We were all tired, even the buffalo and the Ogo. We were all sore, and the first night the Ogo’s fingers were so stiff he swatted three mugs of beer away trying to pick them up. I couldn’t remember what hit me in my back for it to smart so, and when I dipped in the river, every wound, scratch, and sore screamed. Mossi was sore as well and he tried to hide his limp, but winced when he stepped with his left foot. The night before, the cut above his forehead opened again, and blood streaked down the middle of his face. I cut another piece of his tunic, pounded wild bush into a paste, and rubbed it in his wound. He grabbed my hand and cursed at the sting, then eased his grip and dropped his hands to my waist. I wrapped his forehead.
“Then you know why it would dock here, on the outskirts of Dolingo.”
“Mossi, Dolingo buys slaves, not sells them.”
“What does that mean, that the ship is empty? Not after what’s coming to pass in the citadel.”
I turned to him, looking over at the buffalo, who snorted at the sight of the river.
“Look how it floats above the water. It’s empty.”
“I don’t trust slavers. We could turn from guest to cargo in the course of one night.”
“And how would a slaver do that with the likes of us? We need passage to Kongor, and this ship is going to either Kongor or Mitu, which is still closer than where we are now.”

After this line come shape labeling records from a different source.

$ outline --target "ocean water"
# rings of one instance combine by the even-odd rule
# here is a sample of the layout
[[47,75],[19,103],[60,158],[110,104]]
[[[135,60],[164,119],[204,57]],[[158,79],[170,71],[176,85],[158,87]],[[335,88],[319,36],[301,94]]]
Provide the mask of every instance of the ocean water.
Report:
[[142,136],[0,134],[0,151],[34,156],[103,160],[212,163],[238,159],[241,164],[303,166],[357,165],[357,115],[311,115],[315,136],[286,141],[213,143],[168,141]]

I hailed the captain, a fat slaver with a bald head he painted blue, and asked if he minded some fellow travelers. They all stood from the port, looking down on us, ragged and covered in bruises and dust, but with all the weapons we took from the Dolingons. Mossi was right, the captain looked us over, and so did his thirty-man crew. But Sadogo never took off his gloves, and one look from him made the captain charge us nothing. But you take that cow to the shed with the rest of the dumb beasts, he said, and the Ogo had to grab the buffalo’s horn to stop him from charging. The buffalo took an empty stall beside two pigs who should have been fatter.
The second level had windows, and the Ogo took that one, and frowned when it looked like we would join him. He has nightmares and wishes that nobody knows, I said to Mossi when he complained. The captain said to me that he sold his cargo that night to a thin blue noble who pointed with his chin the whole time, only two nights before the god of anarchy let loose in Dolingo.
The ship would dock in Kongor. None of the crew slept below. One, whose face I didn’t see, said something about slave ghosts, furious about dying on the ship for they were still chained to it and could not enter the underworld. Ghosts, masters of malice and longing, spent all their days and nights thinking of the men who wronged them, and sharpening those thoughts into a knife. So they would have no quarrel with us. And if they wanted ears to hear of their injustice, I have heard worse from the dead.